Subscription video-on-demand platforms were the Holy Grail of the audiovisual industry, which interpreted the absence of advertising and on-demand content as the future of domestic television consumption. Netflix paved the way for other services. But the conversation is changing with the need for studios to monetize their content, and the economic and consumer figures are more than favorable for free and ad-supported streaming services with Pluto TV leading the industry with its FAST (free ad-supported) channels. supported television).

In 2021 it already generated more than 1,000 million dollars annually and in September 2022 it entered the Nielsen lists of online television consumption in the US with 1% of the total, compared to 8% for YouTube and 7%. .3% of Netflix. “This business had to be a business for losers because it had a similar experience to linear television,” acknowledges Antonella Dominici, vice president of Pluto TV in Southern Europe, the Middle East and Africa, “but it is a successful and highly paid experience.”

For those who are unfamiliar with this television market, how the platform works is simple: the Spanish viewer must enter the application or the web and, without prior subscription, has access to more than 120 channels. “The channels are made by a programming team that takes care of the proposal and creates the new channels by analyzing the consumption of the users”, he explains.

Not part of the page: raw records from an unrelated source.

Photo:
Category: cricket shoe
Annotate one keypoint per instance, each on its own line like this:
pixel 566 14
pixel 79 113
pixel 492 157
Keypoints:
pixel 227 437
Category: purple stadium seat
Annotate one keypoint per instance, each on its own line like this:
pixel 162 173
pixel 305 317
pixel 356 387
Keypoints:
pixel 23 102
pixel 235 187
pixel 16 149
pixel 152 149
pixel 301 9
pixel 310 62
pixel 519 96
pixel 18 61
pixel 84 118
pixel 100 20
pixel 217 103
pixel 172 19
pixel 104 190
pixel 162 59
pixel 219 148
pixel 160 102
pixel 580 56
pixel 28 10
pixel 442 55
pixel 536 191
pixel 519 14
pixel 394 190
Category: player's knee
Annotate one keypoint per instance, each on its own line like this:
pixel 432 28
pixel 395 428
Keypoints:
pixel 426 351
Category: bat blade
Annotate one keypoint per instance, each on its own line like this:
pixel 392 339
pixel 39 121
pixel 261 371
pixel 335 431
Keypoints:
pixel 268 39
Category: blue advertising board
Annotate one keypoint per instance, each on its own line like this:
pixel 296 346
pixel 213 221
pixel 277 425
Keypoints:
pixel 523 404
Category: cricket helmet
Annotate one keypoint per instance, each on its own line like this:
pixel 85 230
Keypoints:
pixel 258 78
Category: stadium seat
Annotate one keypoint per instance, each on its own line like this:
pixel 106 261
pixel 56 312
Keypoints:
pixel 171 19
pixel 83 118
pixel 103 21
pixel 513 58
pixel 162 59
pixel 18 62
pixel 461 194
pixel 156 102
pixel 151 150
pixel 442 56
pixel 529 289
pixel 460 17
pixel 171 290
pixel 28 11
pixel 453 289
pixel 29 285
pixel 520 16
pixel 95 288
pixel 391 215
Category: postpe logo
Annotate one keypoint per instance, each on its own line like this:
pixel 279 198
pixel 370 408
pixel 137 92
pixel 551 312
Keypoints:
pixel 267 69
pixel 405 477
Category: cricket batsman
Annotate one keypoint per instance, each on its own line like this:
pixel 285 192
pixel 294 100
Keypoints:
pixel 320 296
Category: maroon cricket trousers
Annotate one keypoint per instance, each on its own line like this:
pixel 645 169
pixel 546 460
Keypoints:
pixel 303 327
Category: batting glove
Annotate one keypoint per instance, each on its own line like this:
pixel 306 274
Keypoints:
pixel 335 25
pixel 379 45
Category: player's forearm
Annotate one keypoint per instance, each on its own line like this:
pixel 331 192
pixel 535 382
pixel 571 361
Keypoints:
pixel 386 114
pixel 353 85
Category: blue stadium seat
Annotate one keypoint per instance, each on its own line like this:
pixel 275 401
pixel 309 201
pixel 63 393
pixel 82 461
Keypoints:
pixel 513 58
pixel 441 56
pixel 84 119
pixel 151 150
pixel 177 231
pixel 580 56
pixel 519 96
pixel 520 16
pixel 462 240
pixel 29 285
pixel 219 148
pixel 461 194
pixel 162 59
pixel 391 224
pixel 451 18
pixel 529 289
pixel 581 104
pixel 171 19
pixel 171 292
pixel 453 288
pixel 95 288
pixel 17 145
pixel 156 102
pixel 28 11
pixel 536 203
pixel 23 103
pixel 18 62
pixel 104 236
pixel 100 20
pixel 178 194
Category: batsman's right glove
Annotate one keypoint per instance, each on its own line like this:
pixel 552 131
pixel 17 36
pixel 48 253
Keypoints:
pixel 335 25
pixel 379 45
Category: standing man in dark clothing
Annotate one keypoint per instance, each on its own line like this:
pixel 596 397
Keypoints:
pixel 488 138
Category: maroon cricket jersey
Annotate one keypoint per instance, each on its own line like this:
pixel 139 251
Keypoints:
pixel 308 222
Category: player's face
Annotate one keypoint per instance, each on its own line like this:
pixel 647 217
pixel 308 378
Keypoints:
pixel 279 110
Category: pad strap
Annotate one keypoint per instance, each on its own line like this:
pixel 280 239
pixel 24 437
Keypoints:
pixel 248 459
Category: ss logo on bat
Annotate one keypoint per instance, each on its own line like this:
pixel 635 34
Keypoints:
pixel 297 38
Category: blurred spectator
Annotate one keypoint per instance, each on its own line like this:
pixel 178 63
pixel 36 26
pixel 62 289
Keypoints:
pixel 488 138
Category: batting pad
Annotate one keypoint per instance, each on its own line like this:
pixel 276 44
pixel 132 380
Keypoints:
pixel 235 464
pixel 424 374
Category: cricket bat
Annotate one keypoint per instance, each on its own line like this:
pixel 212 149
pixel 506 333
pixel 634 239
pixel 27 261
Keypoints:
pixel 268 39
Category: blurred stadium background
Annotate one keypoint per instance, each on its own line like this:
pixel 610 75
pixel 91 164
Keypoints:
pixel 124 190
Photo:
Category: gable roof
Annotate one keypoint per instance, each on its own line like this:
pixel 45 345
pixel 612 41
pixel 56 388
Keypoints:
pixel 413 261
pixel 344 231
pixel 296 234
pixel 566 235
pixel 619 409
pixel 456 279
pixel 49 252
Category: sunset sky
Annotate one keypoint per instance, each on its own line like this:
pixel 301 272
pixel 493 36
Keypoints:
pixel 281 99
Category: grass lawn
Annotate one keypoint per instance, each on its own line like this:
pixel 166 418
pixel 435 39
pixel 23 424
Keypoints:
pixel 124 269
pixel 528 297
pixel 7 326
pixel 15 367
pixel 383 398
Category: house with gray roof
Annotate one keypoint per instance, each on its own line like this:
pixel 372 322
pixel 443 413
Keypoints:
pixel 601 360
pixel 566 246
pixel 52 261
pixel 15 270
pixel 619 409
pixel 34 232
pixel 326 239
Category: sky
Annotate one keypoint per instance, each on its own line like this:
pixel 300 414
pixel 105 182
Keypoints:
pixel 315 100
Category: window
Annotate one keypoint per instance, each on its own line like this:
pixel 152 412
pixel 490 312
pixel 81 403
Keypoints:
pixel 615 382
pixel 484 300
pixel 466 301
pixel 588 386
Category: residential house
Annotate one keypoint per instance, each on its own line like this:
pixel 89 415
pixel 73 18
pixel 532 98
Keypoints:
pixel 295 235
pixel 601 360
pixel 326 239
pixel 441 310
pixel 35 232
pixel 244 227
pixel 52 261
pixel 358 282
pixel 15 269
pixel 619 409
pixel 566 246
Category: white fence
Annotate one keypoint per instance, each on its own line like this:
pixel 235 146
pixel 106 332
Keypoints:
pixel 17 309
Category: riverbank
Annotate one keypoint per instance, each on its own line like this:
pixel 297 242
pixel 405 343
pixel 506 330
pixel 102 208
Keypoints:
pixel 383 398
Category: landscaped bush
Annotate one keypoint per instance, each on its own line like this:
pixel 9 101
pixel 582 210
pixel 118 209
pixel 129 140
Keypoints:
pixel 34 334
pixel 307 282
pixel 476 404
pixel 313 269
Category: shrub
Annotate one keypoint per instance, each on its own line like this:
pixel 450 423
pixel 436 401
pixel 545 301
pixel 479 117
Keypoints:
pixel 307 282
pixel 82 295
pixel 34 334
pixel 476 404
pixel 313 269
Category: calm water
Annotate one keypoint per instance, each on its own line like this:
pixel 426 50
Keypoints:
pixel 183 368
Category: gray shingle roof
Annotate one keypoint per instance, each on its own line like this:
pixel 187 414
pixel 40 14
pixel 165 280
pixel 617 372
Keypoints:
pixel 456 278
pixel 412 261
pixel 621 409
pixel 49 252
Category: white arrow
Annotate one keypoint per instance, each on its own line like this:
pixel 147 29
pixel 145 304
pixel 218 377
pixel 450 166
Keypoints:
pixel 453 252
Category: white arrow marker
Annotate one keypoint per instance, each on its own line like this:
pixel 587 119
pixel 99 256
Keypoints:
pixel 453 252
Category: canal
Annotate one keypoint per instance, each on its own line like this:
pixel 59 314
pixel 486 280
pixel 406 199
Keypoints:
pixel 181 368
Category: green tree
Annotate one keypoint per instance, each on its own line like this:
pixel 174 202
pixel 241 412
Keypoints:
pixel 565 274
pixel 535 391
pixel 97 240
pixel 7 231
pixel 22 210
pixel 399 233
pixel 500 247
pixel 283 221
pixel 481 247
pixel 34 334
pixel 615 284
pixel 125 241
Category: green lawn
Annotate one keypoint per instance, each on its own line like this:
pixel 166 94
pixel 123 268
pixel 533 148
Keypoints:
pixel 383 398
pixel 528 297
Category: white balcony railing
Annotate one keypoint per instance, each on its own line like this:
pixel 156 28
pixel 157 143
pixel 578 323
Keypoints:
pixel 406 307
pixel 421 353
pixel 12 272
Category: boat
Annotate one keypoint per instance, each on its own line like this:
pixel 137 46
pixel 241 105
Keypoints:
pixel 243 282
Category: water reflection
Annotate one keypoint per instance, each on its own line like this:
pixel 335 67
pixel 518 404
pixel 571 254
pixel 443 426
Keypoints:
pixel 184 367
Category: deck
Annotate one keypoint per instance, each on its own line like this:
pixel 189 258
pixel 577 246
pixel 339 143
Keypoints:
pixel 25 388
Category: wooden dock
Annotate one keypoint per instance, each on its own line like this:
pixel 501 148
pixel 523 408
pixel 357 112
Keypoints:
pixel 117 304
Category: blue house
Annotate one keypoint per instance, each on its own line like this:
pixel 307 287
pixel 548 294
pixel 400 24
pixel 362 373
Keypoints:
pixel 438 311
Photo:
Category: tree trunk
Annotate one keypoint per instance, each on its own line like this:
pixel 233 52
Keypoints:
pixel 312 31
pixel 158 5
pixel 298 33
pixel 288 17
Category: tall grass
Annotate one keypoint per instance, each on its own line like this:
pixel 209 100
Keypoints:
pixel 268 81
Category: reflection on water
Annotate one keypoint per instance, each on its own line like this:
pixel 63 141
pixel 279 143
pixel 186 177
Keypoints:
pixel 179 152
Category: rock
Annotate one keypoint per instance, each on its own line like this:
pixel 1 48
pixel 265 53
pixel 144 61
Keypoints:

These are divided between the channels that take advantage of the Paramount bookstore, the company to which Pluto belongs; branded-channels created from specific commercial agreements with third parties; and then there are the pop-up channels that only program a series in a loop and for a certain time. According to Dominici, the ones that work best in Spain are the channels for crime programs and series, those that broadcast South Park, SpongeBob SquarePants or Star Trek, and they have been surprised by the performance of Melrose Place, a series that has never been available on payment platforms. There is also content accessible on demand.

“People are comfortable watching Pluto because they don’t have to learn anything new: it’s an easy experience that goes across channels,” he says. The attractiveness of companies in their sector is not only based on satisfying a more relaxed viewer, who seeks to put on a specialized channel and enjoy (without having to constantly choose), but also on offering advertisers “harder-to-find audience niches.” on traditional television.

Internal analysis confirms that “the introduction of advertising is not considered intrusive: it is accepted without finding it irritating” and industry reports support its optimistic mindset. A Variety report indicates that, after FAST channels earned 3.9 billion from advertising in 2022 in the United States alone, this year they will reach 4.5 billion and in 2025 they will already exceed 6.1 billion.

The secret of these channels, according to experts, is that they “offer content owners a way to monetize their assets and generate revenue streams with minimal investment.” This will become increasingly important as companies understand that their veteran original series “do not contribute to subscriber growth or retention” on paid platforms.

Instead, these contents “add value” and “boost” the free channels with advertising. Warner Bros Discovery is one of the first to rely on this theory: by canceling original HBO projects like Westworld or The Nevers, it removed the episodes from the HBO Max catalog and looked for a way to monetize them, allowing them to be viewed on Tubi, another FAST platform. .

“Streaming is the future,” Dominici says, “and there will always be customers looking for free content” while trying to satisfy the same need: “to be entertained.” The important thing is to be reactive after analyzing the desires and behaviors of the viewer: “The consumer now understands what is good and what is rubbish: the important thing is to give him a good experience.”